Maître Pantalon trouve sa bourse bien dégarnie, comme toujours, et se demande comment pourrait-il faire augmenter son capital sans pour autant nuire à son train de vie glamour et à ses besoins personnels, nombreux et coûteux!

 

Tout en omettant de mentionner qu’il est le protagoniste de son histoire, il demande conseil à sa soubrette Colombine, qui lui suggère naïvement de se départir de l’un de ses valets afin d’économiser sur les salaires à débourser. Pantalon applique sa suggestion à la lettre et renvoie illico son second valet, Arlequin.

 

Débordée par le manque de personnel, Colombine met au point un stratagème afin que son maître réengage celui qu’il vient de congédier. À ce trio mythique de personnages, s’ajoutent ceux du Capitaine et du Docteur, en plus de Mandolini, personnage-musicien créé par la metteure en scène pour les besoins du spectacle.

 

Débarquez à Venise au 16e siècle le temps de ce spectacle aussi drôle qu’engagé puisque, tout comme le veut la tradition italienne, la commedia dell’arte illustre avec cynisme, dérision et véhémence l’écart entre la bourgeoisie et le peuple, pourtant si semblables…

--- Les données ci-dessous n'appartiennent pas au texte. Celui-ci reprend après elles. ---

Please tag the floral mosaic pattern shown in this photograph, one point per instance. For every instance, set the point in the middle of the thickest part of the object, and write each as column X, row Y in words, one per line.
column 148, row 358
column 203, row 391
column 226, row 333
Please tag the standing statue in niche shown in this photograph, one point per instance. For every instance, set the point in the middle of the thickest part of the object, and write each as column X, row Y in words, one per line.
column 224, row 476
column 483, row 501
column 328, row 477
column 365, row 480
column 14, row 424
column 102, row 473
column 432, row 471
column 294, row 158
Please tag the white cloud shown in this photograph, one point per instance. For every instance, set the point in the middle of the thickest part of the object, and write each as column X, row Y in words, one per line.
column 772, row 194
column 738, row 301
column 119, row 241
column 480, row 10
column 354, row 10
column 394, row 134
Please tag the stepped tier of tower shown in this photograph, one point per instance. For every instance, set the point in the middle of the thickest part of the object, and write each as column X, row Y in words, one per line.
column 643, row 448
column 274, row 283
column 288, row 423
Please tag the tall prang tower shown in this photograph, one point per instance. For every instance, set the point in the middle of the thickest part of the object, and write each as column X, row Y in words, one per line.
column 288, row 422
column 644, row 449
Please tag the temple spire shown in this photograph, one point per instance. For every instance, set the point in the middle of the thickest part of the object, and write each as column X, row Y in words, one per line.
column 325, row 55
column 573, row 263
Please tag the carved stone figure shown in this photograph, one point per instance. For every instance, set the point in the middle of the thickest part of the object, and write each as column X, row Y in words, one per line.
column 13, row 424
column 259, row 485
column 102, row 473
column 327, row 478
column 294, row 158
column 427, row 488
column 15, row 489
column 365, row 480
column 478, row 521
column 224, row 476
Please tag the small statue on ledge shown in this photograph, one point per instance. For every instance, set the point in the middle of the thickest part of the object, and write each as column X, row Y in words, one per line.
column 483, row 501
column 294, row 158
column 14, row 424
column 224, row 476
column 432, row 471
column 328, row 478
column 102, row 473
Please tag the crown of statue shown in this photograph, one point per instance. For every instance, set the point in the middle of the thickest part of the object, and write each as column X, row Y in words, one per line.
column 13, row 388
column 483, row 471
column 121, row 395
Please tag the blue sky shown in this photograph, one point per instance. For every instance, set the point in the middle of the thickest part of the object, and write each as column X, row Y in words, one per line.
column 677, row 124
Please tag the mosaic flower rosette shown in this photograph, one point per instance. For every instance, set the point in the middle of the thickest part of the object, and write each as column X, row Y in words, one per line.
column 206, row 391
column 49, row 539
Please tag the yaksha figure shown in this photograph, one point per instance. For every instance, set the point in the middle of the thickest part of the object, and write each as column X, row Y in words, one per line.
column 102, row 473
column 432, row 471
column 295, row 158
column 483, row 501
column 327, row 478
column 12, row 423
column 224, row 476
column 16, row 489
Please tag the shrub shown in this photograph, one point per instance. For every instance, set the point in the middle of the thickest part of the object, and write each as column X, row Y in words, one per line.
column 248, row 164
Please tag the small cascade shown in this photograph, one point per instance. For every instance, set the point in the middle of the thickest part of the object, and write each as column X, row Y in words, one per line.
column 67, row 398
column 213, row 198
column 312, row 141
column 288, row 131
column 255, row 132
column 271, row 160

La Grande Lessive est un spectacle de pure commedia dell'arte comme nous en voyons très peu au Québec. Réunissant les personnages-types de cet  art ancestral (Pantalon, Colombine, Arlequin, Capitaine et Docteur), le texte permet de créer un pont avec le monde contemporain grâce à de savoureuses références tout en conservant les codes et principes de la tradition italienne qui inclut, la plupart du temps, fourberies entre maîtres et valets. La conception scénographique, les costumes et les éclairages, tout comme les thèmes et les enjeux (la parité, les conditions de travail, les inégalités sociales, entre autres) élèvent la pièce et l'éloignent du simple divertissement, commandé à l'origine par le théâtre de rue où les premiers canevas furent présenter à l'aube du 16e siècle.